The consequences, however, will not remain confined to either one.

They may surface later through People and Place: diminished trust, faculty attrition, weakened morale, reduced institutional identification, and questions about the integrity of shared academic oversight.

What reimagining actually requires

Naming a concentration of power is relatively easy.

Determining what principled institutional redesign requires is harder.

Reimagining does not mean preserving every legacy governance structure simply because it already exists.

Some structures have calcified. Some are slow, fragmented, inaccessible, or no longer suited to the institutions they are intended to serve. Shared governance can become performative, procedural, and resistant to necessary change.

But reimagining also does not mean replacing shared authority with administrative control and calling the result efficiency.

The distinction between reform and seizure is not whether the structure changes.

It is how the change is designed, who participates in designing it, and where meaningful authority resides afterward.

Any governance redesign presented as reform should be tested against a few fundamental questions:

  • Where does faculty expertise remain consequential rather than merely consultative?
  • Who determines that the existing structure has stopped working—and who is permitted to participate in redesigning it?
  • What prevents efficiency, alignment, or clarity from becoming euphemisms for the concentration of power?

These questions do not require institutions to preserve every inherited structure. They require leaders to be honest about what is changing, who gains authority, and who loses it.

The challenge before higher education is not to choose between governance systems that are too slow and leadership structures that are too centralized.

It is to design institutions capable of moving with both decisiveness and legitimacy.

The through-line

Auburn is not simply a story about one faculty senate, one board, or one state.

It is a signal of how authority may move through higher education in the years ahead.

The most consequential institutional changes will not always arrive through dramatic declarations.
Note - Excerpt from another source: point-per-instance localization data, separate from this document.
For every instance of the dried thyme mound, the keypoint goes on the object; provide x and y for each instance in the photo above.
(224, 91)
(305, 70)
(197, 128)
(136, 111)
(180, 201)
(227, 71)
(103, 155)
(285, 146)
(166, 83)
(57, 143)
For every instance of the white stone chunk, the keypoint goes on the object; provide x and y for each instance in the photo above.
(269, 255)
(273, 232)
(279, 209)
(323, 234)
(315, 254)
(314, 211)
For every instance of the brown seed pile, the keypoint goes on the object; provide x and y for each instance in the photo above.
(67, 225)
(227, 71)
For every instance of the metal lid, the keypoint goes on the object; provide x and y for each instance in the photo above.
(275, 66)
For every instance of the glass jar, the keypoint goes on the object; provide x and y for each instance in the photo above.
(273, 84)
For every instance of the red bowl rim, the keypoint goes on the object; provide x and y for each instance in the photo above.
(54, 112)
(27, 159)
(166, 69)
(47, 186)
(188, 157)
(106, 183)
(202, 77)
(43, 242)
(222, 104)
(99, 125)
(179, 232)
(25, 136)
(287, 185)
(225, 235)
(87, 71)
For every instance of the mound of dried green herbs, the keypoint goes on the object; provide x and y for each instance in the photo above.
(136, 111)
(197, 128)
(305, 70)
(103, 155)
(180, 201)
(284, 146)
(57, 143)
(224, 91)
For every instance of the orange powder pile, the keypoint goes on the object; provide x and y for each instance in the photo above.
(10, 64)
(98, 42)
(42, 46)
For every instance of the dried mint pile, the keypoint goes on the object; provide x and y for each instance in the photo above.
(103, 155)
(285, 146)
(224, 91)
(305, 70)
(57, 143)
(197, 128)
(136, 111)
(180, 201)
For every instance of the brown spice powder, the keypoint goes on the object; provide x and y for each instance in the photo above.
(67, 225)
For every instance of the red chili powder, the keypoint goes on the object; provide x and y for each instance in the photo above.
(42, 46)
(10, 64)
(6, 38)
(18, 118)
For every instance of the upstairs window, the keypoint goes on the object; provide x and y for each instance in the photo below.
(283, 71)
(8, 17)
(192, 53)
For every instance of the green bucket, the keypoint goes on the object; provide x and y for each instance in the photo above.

They may come through revised policies, restructured councils, altered reporting lines, and new definitions of who is permitted to advise whom.

The language will be procedural.

The movement will be political.

Where did power reside before the redesign—and where does it reside now?

That is how Auburn should be read.

Not merely as a controversy over shared governance, but as a demonstration of how a permissive political environment can become an opportunity for institutions to consolidate authority beyond what the law requires.

What is visible at Auburn may be subtler elsewhere.

But once you understand how Power travels through Process, it becomes much harder not to see it.

One possibility. One conversation. One step forward.